Heeft het koloniaal bestuur pogingen gedaan om de zaak vervolgens in de doofpot te stoppen?

Antwoord

Gouverneur Van Baal besloot zijn rapportage met betrekking tot het incident met "Ik moge u verzoeken press release uit te geven en mij telegrafisch te berichten, aangezien het niet mogelijk is de zaak geheim te houden waarin 2 Amerikaanse zendelingen en een pastoor ooggetuigen zijn. In het press release ware geen melding te maken van mogelijk verband met filmopnamen van Denninghoff Stelling"

Vraag 6

Zijn represaillemaatregelen genomen door het Nederlands bestuur met het marinefregatschip Hr. Ms. Jan van Brakel in de vorm een willekeurige arrestatie van 29 leden van de Ajamstam?

Antwoord

De door het bestuur betroffen maatregelen hielden in: d.d. 4-5-1956: "Boendermaker zal maatregelen treffen voor de nodige arrestaties en de kampong Ajam wordt opgelegd alle ijzerwaren in te leveren, benevens varkens, goede prauwen, kleren etc. als eerste betaling aan Jipaj. Er komt een politiepost". d.d. 14-5-1956: "Op 10 mei j.l. telegrafeerde Boendermaker, aan boord van de Snellius, dat de actie Asmat zeer bevredigend was verlopen en dat door de marine 28 gevangenen naar Merauke worden vervoerd".

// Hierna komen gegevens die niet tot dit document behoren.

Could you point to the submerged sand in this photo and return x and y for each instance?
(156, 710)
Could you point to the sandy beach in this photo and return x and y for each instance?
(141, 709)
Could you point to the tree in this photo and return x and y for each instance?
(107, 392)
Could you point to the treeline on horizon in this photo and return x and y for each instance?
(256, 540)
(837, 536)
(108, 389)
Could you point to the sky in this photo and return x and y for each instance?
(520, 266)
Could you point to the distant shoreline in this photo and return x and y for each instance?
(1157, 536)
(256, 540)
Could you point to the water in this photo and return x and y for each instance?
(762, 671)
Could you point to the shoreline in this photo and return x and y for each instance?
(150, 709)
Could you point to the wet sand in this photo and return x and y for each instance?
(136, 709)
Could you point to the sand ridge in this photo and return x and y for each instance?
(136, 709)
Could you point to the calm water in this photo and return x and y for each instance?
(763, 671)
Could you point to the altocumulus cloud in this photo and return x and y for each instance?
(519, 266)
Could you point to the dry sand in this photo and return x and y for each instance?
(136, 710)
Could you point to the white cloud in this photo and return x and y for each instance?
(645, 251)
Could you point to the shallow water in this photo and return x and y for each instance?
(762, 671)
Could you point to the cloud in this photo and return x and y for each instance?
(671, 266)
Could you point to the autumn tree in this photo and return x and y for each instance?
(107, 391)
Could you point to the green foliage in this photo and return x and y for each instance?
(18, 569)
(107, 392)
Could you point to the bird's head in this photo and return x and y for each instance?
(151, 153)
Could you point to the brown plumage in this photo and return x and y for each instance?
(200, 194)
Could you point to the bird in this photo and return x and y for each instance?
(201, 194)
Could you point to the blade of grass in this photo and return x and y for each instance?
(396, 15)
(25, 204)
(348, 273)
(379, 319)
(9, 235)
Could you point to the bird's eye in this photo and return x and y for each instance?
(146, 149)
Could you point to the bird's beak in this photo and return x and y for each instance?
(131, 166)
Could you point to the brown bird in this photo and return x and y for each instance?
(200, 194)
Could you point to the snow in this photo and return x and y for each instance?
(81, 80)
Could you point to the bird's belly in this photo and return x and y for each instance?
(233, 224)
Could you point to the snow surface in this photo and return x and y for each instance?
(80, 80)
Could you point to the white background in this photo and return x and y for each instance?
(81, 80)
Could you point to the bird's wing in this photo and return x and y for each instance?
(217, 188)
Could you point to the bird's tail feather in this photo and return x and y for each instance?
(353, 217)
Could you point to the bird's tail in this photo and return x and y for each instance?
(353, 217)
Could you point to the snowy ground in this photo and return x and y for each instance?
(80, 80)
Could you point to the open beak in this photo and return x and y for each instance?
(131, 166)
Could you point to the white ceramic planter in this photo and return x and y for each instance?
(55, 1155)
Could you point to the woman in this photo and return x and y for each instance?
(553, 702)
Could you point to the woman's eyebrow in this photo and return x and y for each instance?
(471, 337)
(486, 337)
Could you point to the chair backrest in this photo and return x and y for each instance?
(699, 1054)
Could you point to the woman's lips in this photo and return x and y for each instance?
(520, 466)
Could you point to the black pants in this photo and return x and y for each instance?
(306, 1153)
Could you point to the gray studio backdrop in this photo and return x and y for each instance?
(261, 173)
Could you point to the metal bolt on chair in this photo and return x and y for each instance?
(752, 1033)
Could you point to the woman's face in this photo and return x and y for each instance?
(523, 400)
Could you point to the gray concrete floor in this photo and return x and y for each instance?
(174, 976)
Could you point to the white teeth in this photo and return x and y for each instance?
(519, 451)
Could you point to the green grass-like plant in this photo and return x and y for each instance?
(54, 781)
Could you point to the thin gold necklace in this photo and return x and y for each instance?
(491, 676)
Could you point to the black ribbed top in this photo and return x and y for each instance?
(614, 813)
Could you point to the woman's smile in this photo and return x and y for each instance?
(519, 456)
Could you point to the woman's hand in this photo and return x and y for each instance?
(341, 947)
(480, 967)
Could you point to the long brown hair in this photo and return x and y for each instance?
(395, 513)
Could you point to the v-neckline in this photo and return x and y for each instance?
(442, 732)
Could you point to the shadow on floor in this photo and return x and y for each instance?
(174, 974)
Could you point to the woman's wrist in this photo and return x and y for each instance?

Deze maatregelen moeten worden gezien in het licht van de wijze waarop het toenmalige koloniale bestuur over Nieuw-Guinea functioneerde. Geheel willekeurig was de arrestatie van leden van de Ajamstam gezien het incident niet.

Vraag 7

Wat is uw oordeel over deze affaire, in het bijzonder de betrokkenheid bij en verantwoordelijkheid voor het in de doofpot houden van deze beschamende feiten door Nederlandse bestuursfunctionarissen?

Antwoord

Zie laatste alinea vraag 6.


Kenmerk

Blad /8
VPRO-televisieprogramma 'Andere Tijden' d.d. 30 april 2002.